Divisions may be used only for scheduling purposes. The top four winning records in each league will be seeded for a best of 7 series opener to a best of 7 series pennant championship. The sudden death wild card round still puts less emphasis on "team" accomplishment for the entire season. Would you rather see two 100 win teams duke it out for 7 games instead of a couple of dogs trying to best 2 wins out of three series?

One major criticism is that the season is too long. Well, it can be shortened by mandating that every Sunday contest be a family doubleheader. Not one of those "split" contests, but an old fashion day at the park. Owners hate the idea of losing a full "gate" but with the outrageous concession prices they can easily make up the difference. But the other problem is that teams have out priced their target market: young families and children. It is too expensive to go to a game. That should be addressed before ownership tries to force feed another round of unneeded playoffs.

January 3, 2020

THE FALL OUT

The house of cards that is our Chicago Cubs seems to falling down after another disappointing end to a season. The 2016 championship seems to be a distant memory. The idea of dynasty seems to be fantasy.

But nothing compared to the Ricketts family's fantasy that the Cubs were a money making ATM machine.

With Maddon's release, the Cubs have moved on to David Ross. But many other things have moved on from the Cubs.

Maddon's Post, a restaurant in the new Ricketts outside-the-park commercial development, abruptly closed after seven months. This is the third restaurant/bar in Ricketts' properties to have closed in the past year. The problem must be that the Ricketts overdeveloped the area, put in high lease rentals, and the businesses could not be profitable.

Also moving on is local over-the-air Cubs games. WGN will no longer broadcast any Chicago sports teams (it began in 1924). The Cubs Marquee Network launches in approximately 50 days. But it has no on-air talent, it has de minis cable contracts in the metro area, and no programming announcements to fill 24 hours/day. Kasper and Deshaies contracts expired at the end of the 2019 season. Hughes and Comer radio contracts may expire at the end of 2020.

The news broke as the season ended that the Ricketts family overspent on the Wrigley renovations by $600 million. That was not unexpected considering they decided to phase the work over three years instead of one intense project. The fact that the Ricketts overspent for the team (by an estimated $500 million) and doubled the cost on Wrigley, the Cubs operations are not generating enough revenue to off-set those financial hurdles.

The fall out from these financial stumbles is clear in that Theo has been handcuffed in spending. He can barely sign dual contracts for minor league reclamation projects. The Cubs are already over the luxury tax threshold by $10-18 million. It means the team must shed current star players in order to get into the business side's budget figures. The rest of the league knows the Cubs want to shed payroll so the trade market will not be as generous as Theo would want it to be to fill the depth and holes in the current roster.

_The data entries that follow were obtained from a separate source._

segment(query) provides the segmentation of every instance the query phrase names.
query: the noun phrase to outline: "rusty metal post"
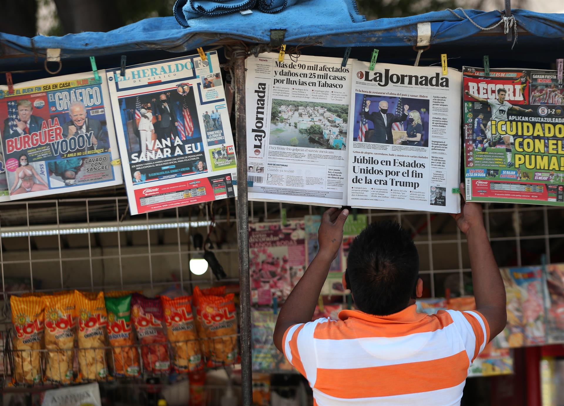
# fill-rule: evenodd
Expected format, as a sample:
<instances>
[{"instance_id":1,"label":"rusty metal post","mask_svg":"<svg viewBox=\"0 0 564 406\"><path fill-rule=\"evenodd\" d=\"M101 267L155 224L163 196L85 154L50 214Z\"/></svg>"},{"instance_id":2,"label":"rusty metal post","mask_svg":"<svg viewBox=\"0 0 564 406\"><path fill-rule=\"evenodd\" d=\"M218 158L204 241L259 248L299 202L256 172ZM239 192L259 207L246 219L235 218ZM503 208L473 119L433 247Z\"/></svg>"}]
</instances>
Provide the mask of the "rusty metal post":
<instances>
[{"instance_id":1,"label":"rusty metal post","mask_svg":"<svg viewBox=\"0 0 564 406\"><path fill-rule=\"evenodd\" d=\"M237 232L239 246L239 317L241 325L241 378L243 404L253 404L251 364L250 282L249 274L249 200L247 192L246 119L245 106L245 59L243 47L233 47L235 84L235 130L237 137Z\"/></svg>"}]
</instances>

There are problems with the rotation, the bullpen, lead off hitter, and center field that have no solutions in the minor leagues. Free agency and money was to fix roster problems during this "championship window" but Theo overspent to get the 2016 championship and now dead money deals have painted the team into a corner.

It appears the team revenue and finances will not allow the Cubs to be free spenders to acquire talent. They will have to operate as a small market team with the debt burden of a major franchise. If the Cubs' opening roster is the same as 2019, how are fans supposed to react? Three years of underperforming is not a oddity but a trend.

The Cubs were more popular when they were the Lovable Losers. Once the championship happened, die hard fans got their once-in-a-lifetime thrill. Now, many do not want to spend premium ticket and concession prices for a bad team.